Sağlık ve sosyal hizmetler sektöründe istihdam edilen bir kadının Fortune 100 şirketlerinden birinin CEO’sunun ortalama kazancını sağlaması için 1200 yıl çalışması gerekiyor.
TEKELCİLİK ÇAĞINDAYIZ
Oxfam bir tekel gücü döneminden geçtiğimizi, dev şirketlerin piyasaları kontrol ettiğini, değişimin koşullarını belirlediğini ve pazarını kaybetme korkusu taşımadan karlarını artırdığını dile getiriyor. Bunun soyut bir olgu olmayıp, ücretlerimizi, yiyebileceğimiz gıdaları, erişebileceğimiz ilaçları belirleyerek, yaşamımızı şekillendirdiğini hatırlatıyor.
Piyasa yoğunlaşması, sektör sektör her yerde gözlemleniyor. Son 20 yılda, 60 ilaç üreticisi 10 dev şirkete dönüştü. İki uluslararası firma küresel tohum piyasasının %40’ını elinde tutuyor. Meta, Alphabet, Amazon gibi Big Tech firmaları küresel online reklam pastasının dörtte üçüne konuyor. Üç büyük fon yöneticisi Black Rock, State Street ve Vanguard 20 trilyon dolarlık bir varlığı yönetiyor.
Şirketler dört yolla eşitsizlikleri derinleştiriyor:
İşçileri değil zenginleri ödüllendirerek,
Vergi kaçırarak,
Kamu hizmetlerini özelleştirerek,
İklim değişikliğini hızlandırıp ırk, sınıf ve toplumsal cinsiyet eksenlerinde adaletsizlikleri körükleyerek.
ÇÖZÜM ÖNERİLERİ
Sonunda Oxfam bir insani yardım kuruluşu. Çözüm önerileri, doğal olarak bir iktidar değişikliğini, emekçilerin kendi kaderlerini kendi ellerine almaları çağrısını içermiyor.

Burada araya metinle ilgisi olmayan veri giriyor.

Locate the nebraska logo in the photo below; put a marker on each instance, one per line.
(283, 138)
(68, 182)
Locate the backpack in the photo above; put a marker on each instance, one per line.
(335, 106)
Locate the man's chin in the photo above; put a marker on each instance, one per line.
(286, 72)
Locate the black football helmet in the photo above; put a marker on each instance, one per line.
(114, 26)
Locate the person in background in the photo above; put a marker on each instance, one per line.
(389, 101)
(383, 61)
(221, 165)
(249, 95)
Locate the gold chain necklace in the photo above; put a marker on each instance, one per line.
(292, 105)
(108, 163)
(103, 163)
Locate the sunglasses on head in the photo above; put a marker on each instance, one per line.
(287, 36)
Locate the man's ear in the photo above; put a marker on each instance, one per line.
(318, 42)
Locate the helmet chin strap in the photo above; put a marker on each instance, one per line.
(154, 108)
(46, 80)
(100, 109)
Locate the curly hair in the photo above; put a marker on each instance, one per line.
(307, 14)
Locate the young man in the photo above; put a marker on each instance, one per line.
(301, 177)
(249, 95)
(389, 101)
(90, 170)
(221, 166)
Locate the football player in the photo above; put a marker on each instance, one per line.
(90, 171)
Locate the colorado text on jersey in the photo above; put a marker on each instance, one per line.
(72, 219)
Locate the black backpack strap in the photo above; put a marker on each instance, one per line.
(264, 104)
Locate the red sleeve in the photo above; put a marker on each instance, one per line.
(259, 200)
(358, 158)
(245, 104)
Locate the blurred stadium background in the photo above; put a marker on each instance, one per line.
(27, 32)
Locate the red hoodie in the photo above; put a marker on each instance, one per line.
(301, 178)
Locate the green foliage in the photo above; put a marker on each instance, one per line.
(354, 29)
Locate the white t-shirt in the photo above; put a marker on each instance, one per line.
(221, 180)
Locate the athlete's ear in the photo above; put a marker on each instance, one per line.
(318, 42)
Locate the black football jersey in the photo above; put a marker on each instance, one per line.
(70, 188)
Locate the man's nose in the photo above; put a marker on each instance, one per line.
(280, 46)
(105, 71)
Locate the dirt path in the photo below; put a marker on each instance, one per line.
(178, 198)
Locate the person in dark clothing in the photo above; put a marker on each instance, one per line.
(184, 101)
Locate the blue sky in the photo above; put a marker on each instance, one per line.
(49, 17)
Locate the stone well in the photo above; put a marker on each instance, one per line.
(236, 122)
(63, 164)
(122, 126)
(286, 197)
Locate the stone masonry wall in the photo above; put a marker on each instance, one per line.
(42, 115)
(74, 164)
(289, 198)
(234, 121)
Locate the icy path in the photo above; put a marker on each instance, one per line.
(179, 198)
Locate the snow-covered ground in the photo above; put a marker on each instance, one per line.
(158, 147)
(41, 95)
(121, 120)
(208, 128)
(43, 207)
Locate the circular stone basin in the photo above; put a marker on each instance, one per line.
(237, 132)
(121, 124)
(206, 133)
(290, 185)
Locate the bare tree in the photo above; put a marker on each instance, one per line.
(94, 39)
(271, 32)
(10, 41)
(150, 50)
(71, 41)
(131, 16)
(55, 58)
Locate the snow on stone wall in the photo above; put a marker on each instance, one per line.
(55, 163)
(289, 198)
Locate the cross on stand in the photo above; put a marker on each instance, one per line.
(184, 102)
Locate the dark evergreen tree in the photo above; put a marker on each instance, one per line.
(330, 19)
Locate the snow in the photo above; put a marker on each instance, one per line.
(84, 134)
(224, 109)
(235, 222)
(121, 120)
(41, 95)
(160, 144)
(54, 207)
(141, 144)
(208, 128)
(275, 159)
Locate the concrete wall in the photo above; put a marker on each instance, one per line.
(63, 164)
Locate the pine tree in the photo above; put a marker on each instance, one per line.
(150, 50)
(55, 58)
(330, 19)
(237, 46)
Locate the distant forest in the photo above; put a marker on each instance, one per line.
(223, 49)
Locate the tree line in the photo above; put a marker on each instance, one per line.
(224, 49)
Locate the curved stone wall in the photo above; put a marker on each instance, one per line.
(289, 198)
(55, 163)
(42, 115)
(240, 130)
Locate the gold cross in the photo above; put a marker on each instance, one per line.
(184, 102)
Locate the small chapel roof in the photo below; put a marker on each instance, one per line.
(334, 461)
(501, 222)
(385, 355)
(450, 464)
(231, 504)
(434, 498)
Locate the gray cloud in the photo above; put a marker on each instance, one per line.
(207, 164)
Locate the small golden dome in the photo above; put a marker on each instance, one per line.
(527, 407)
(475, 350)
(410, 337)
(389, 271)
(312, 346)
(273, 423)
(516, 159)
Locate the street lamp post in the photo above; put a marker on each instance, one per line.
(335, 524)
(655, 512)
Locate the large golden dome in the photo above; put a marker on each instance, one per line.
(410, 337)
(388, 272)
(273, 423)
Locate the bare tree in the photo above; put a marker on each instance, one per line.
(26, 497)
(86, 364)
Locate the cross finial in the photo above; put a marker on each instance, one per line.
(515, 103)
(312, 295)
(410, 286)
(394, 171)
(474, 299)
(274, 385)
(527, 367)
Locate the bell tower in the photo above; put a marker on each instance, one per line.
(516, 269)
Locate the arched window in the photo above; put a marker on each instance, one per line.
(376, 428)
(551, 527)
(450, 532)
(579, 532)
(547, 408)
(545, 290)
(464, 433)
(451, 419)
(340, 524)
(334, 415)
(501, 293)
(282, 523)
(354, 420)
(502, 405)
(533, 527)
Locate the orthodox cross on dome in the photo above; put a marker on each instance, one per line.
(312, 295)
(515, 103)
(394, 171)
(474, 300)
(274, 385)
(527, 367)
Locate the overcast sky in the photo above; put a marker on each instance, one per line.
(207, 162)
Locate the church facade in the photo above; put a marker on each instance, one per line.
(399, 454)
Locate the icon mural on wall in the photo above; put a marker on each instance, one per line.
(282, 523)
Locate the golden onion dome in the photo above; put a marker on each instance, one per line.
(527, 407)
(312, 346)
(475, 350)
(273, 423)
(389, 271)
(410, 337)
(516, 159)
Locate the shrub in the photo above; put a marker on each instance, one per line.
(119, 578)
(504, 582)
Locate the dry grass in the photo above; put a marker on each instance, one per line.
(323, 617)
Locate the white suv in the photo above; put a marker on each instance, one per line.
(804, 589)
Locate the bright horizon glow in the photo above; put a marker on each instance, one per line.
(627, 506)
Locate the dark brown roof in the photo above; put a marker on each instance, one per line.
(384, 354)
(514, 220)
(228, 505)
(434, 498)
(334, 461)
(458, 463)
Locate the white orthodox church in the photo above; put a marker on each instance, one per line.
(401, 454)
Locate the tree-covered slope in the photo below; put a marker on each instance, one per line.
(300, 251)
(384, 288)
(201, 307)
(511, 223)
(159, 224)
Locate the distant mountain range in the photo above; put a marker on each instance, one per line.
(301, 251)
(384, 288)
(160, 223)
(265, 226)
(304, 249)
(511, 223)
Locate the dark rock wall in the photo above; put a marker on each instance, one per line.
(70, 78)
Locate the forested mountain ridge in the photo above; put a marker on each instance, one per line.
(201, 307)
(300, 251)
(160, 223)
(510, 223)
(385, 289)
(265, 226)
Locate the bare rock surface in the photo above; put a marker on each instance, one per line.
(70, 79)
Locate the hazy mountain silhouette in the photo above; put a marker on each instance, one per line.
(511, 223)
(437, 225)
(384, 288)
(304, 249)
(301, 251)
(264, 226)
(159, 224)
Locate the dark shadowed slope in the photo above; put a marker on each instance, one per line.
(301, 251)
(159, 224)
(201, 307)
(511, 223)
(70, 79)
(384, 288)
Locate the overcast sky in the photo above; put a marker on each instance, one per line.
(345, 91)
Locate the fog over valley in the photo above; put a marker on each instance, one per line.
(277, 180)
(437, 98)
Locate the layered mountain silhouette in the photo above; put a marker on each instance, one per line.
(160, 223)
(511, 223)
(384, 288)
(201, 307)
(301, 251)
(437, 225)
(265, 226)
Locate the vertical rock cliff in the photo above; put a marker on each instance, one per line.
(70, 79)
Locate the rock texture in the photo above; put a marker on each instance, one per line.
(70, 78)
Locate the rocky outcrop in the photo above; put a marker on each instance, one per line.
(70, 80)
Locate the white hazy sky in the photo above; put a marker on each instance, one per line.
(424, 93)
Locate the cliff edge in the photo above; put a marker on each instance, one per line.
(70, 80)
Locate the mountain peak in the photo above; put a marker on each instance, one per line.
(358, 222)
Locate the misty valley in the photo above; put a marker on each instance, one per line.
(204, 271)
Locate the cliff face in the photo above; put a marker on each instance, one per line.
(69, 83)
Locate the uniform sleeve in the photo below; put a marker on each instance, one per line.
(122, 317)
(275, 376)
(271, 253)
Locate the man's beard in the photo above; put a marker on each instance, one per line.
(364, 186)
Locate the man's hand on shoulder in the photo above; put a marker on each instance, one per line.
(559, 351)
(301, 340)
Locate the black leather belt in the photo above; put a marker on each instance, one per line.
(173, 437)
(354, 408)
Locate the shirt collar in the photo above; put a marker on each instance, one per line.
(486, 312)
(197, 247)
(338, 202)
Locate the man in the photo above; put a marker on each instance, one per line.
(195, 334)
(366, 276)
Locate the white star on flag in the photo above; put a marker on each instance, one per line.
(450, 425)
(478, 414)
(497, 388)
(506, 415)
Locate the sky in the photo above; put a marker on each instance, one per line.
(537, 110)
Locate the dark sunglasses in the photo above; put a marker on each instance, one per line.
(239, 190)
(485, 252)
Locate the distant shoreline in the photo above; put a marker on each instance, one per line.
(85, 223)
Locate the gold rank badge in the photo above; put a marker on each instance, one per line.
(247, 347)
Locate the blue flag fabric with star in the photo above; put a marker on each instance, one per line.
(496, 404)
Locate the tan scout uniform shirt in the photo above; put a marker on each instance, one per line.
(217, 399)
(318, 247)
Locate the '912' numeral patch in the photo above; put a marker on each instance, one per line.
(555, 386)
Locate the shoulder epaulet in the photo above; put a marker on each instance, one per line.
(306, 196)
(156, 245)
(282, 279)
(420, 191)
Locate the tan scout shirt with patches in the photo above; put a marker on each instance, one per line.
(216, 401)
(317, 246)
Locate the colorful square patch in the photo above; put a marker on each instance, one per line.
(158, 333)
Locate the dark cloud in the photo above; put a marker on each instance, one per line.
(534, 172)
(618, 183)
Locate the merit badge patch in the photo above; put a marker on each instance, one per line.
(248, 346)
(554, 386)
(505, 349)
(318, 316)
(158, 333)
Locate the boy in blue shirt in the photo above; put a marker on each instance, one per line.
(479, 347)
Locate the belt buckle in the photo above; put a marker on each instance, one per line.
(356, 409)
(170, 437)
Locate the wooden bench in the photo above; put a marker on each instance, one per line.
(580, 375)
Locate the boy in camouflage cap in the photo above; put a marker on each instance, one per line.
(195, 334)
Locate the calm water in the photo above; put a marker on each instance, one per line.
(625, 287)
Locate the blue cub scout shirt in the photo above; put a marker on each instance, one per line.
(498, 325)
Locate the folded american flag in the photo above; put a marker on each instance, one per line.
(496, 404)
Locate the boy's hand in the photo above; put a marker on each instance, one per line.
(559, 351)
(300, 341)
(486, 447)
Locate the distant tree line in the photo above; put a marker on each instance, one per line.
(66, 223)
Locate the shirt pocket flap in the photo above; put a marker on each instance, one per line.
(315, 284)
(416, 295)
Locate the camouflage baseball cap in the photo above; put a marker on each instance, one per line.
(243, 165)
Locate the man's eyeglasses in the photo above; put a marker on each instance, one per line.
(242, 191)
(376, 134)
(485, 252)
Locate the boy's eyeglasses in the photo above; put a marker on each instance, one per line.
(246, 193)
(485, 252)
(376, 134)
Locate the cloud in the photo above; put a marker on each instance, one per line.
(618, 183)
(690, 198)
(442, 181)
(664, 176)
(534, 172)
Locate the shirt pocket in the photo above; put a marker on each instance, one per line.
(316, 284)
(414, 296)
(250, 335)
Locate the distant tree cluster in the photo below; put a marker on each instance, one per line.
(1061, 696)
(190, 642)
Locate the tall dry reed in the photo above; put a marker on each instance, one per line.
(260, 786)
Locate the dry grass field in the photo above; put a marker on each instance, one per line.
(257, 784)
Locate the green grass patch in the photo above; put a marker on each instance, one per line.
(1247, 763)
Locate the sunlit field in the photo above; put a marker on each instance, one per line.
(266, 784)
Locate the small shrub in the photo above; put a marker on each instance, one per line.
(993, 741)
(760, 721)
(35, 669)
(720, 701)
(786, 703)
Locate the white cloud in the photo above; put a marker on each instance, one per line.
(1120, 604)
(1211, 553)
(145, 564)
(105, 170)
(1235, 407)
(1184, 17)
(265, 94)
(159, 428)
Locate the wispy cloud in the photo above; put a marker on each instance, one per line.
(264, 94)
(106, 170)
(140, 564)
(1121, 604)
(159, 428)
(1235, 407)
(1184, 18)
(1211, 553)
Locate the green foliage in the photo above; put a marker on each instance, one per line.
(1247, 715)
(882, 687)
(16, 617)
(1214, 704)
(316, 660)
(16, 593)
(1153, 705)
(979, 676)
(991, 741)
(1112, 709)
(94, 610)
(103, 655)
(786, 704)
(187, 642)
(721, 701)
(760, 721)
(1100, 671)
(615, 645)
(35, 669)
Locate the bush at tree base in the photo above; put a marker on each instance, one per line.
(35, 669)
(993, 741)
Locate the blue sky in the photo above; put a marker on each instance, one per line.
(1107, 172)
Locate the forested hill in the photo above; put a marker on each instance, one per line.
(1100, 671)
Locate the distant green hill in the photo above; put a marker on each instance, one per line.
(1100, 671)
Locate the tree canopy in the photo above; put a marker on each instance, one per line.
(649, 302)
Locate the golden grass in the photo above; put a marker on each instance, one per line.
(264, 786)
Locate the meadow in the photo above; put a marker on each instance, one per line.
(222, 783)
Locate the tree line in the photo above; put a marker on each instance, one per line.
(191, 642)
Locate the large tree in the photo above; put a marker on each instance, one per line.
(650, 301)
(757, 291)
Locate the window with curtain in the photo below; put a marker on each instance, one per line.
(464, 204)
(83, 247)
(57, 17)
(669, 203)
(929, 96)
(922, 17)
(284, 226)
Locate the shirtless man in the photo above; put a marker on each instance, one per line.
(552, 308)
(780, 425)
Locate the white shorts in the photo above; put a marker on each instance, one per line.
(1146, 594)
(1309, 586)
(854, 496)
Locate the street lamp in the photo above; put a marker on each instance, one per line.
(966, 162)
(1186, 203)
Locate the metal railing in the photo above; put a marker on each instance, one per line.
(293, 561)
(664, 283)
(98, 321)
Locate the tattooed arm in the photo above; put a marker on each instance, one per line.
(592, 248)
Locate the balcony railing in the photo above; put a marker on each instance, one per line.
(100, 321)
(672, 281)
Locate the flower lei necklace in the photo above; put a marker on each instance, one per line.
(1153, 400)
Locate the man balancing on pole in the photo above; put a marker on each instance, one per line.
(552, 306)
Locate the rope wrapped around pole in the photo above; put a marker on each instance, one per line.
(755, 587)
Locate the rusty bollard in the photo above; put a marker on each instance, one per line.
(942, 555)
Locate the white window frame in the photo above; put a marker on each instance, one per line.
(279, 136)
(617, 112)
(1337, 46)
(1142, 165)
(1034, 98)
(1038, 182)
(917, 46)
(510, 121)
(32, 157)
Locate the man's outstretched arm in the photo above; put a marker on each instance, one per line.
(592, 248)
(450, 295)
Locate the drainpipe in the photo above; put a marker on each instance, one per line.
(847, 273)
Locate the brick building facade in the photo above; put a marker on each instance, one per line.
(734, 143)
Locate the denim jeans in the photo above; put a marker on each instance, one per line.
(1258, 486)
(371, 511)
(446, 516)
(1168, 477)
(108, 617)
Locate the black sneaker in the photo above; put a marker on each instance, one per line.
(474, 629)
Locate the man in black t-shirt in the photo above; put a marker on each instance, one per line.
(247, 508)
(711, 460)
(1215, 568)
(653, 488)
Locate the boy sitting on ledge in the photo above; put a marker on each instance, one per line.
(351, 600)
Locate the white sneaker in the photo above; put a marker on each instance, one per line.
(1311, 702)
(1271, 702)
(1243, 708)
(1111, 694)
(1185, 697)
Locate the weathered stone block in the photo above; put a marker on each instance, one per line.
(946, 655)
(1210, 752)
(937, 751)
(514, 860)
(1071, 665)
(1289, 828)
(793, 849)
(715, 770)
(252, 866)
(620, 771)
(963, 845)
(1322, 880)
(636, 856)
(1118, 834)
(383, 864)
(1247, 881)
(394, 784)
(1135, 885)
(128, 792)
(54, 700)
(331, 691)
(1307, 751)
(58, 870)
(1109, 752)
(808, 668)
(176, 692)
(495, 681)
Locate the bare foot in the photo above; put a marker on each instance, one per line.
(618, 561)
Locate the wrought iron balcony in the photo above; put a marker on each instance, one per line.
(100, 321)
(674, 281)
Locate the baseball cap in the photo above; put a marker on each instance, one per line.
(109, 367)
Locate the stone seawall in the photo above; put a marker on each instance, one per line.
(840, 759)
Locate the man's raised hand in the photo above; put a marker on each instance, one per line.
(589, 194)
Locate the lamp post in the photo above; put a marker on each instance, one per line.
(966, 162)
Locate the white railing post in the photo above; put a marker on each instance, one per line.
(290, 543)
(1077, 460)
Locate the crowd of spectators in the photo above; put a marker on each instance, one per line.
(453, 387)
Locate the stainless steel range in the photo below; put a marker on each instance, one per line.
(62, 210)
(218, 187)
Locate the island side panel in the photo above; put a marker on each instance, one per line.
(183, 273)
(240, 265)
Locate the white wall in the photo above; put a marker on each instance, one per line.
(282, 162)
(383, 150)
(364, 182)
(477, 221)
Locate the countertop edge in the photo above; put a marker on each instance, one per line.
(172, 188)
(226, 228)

Hükümetlerden ve uluslararası kuruluşlardan politikalarını daha insancıl, eşitlikçi bir biçimde değiştirmeleri yolunda iyi niyetli taleplerle yetiniyor.
Ama yine de, kamunun ekonomide daha etkin olması; sağlık, eğitim, bakım ve gıda güvenliği konularını üstlenmesi; kamu taşımacılığı, enerji, konut ve altyapıya daha fazla yatırım yapması çağrısı önemli. Şirketlerin gücünün düzenlemelerle sınırlandırılması, özel tekellerin dağıtılması, net sıfır karbon salımı hedeflerini tutturamayan, yaşanacak ücretin altında ödeme yapan, vergi kaçıran şirketlerin cezalandırılması için hükümetlerin devreye girmesi önerisi de dikkate değer.